Previous message: Uwe Kleine-König: "Re: [PATCH 3/4] pwm: Mark free pwm IDs as used in alloc_pwms()"
Messages sorted by: [ date ] [ thread ] [ subject ] [ author ]

> -----Original Message-----
> From: Paul E. McKenney [mailto:paulmck@xxxxxxxxxx]
> Sent: Wednesday, November 16, 2022 5:59 AM
> > On Tue, Nov 15, 2022 at 11:13:12AM -0500, Alan Stern wrote:
> > > On Tue, Nov 15, 2022 at 02:05:39PM +0000, Jonas Oberhauser wrote:
> > > So I would change the wording to "Viktor has pointed out a weakness
> > > in the Linux Kernel Memory Model."
> >
> > People will wonder who Viktor is. I don't have his full name or email
> > address. In fact, shouldn't he have been CC'ed during this entire
> > discussion?
>
> [...] I defer to Jonas on CCing, just in case Viktor needs to be provided context on this discussion.

When I noticed Viktor wasn't in CC I asked him in person if we should add him,
but he said it's not necessary. I think he is too busy to catch up with the
complete discussion anyways.

I gave him a brief summary of our discussions so far though.
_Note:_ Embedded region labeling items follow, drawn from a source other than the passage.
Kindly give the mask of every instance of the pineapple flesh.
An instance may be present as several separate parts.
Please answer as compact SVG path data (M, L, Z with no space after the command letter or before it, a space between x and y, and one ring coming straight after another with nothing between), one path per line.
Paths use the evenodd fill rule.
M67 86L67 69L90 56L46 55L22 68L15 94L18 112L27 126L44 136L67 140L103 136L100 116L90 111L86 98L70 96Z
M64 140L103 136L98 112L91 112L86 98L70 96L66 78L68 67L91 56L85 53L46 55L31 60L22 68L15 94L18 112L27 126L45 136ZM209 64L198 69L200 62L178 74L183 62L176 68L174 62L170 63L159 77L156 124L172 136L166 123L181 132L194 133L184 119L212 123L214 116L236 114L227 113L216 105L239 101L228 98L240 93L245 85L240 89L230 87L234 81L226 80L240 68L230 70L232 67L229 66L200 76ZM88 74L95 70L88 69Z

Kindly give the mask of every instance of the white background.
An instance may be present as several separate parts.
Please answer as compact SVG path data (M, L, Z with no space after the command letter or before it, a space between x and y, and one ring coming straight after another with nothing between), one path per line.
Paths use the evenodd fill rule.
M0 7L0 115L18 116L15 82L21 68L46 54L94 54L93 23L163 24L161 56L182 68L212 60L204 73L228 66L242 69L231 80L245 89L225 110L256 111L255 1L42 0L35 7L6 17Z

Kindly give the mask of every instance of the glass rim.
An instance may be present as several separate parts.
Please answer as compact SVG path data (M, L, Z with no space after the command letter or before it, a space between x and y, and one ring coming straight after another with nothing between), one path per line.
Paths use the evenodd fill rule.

> > > +let rmw-sequence = (rf ; rmw)*
> >
> > I would perhaps suggest to only consider external read-from in
> > rmw-sequences, as
> > below:
> > +let rmw-sequence = (rfe ; rmw)*
>
> We discussed the matter earlier, and I don't recall any mention of
> this objection.

Is it possible that you did not receive some messages I sent? I mentioned it at
least twice (and I just double checked that I didn't accidentally drop you from
CC -- one of them from 9/30 including the string "C arm-behavior" if you want to
search).
Paul McKenney says some of my messages frequently land in his spam folder... :(
-- which doesn't say anything positive about my messaging patterns I suppose :P

> > > I don't think such a future architecture is likely since I don't
> > > expect there to be any practical performance impact. At the same
> > > time I also don't currently see any advantage of the stricter model.
> > >
> > > For this reason I would slightly prefer the more relaxed model.
> >
> > I don't see any point in worrying about hypothetical future
> > architectures that might use a questionable design.

I usually would agree and not use as an argument absurd designs I might imagine.
Now I'm personally definitely not aware of any specific aims to implement such a
design, but the reason I brought it up was that this kind of design is not my
invention either; as I had (perhaps incorrectly) remembered someone had told me
there was concrete interest in doing a design along these lines and hence the
C11 definition of data races might need to be weakened.

A quick google search only turns up the following C11 proposal (+ its ancestors)
https://www.open-std.org/jtc1/sc22/wg21/docs/papers/2018/p0982r1.html
which only considers relaxing the store part of the release sequence definition
(but keeps the RMW part like in the proposal you have given), and they don't
mention specific hardware optimizations that might necessitate such a change.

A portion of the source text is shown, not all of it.